PAMELA CONSTABLE: They certainly have the ability.

I don’t really think they have enough will. I think it’s been very difficult, particularly for civilian authorities, to come out as strongly as they might like to against these attacks. They are still very concerned about the growing political power of the religious right in Pakistan, and I think that has kept them in a number of cases from coming out and saying or doing what is right.

JEFFREY BROWN: To the extent that they will just back off altogether.

PAMELA CONSTABLE: Yes. I mean, obviously, they have police, they have army, they have people that can go in these places and do a better job of trying to protect individual operations and schools and clinics.

But it takes more than that. It takes leadership from the very top of the both the military and the political establishment to say, this simply is not acceptable.

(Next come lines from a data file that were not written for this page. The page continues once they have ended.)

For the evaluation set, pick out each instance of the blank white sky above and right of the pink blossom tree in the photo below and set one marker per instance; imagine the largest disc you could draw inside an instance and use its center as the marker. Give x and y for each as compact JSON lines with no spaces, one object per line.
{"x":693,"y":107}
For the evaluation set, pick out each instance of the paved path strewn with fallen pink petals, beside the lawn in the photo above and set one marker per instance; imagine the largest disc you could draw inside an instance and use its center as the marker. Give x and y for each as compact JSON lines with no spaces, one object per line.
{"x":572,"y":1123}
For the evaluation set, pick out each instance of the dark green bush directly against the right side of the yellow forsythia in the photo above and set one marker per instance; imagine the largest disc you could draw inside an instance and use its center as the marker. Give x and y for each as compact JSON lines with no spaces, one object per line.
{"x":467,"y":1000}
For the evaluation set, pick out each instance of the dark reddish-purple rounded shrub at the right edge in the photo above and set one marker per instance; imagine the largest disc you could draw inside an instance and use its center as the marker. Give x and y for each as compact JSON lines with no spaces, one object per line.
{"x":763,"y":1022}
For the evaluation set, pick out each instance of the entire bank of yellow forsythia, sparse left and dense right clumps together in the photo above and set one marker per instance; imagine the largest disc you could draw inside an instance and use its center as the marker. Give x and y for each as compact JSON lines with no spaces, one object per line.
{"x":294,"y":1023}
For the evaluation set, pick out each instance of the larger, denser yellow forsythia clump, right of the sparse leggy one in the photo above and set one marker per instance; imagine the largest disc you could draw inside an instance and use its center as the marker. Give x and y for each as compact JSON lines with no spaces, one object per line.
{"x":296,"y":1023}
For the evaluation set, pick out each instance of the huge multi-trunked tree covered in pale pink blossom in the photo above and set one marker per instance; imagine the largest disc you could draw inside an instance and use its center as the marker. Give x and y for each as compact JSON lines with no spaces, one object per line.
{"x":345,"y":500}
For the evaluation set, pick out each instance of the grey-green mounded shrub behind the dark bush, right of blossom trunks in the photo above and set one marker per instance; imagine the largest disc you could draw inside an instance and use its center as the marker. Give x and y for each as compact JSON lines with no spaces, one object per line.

JEFFREY BROWN: What about at the local level? As we said, hundreds came out, and it appeared in this case that this group, local group, had local support.

PAMELA CONSTABLE: Absolutely. I’m sure that’s right.

And I think most of these groups go out. They canvass first. They’re not going to go into enemy territory. They’re going to go and they’re going to use — that’s maybe not the right word, but cooperate with local village elders in each case before they go on their programs.

Their problem is not the local population. Most Pakistanis realize that these are — these are good things that are being done.

JEFFREY BROWN: And can we tell at this point how much the real fear or the reality that these killings are having the impact desired by the perpetrators, that is, the aid work just isn’t — is either stopping or lessening?

PAMELA CONSTABLE: Yes, it’s hard to know over the long run.

But, as I mentioned before, I think the U.N. is really pulling back on some of its vaccine campaigns and others. There’s been a number of aid projects that have been shut down or at least temporarily suspended in those parts of Pakistan.

You know, I do think it’s having a chilling effect to a certain extent. And I think it’s going to continue as long as people are intimidated. You know, people are going to stop allowing their relatives from going out and taking that sort of risk.


They’re particularly vulnerable if they’re locals.



All right, Pam Constable, thanks so much.

PAMELA CONSTABLE: You’re very welcome.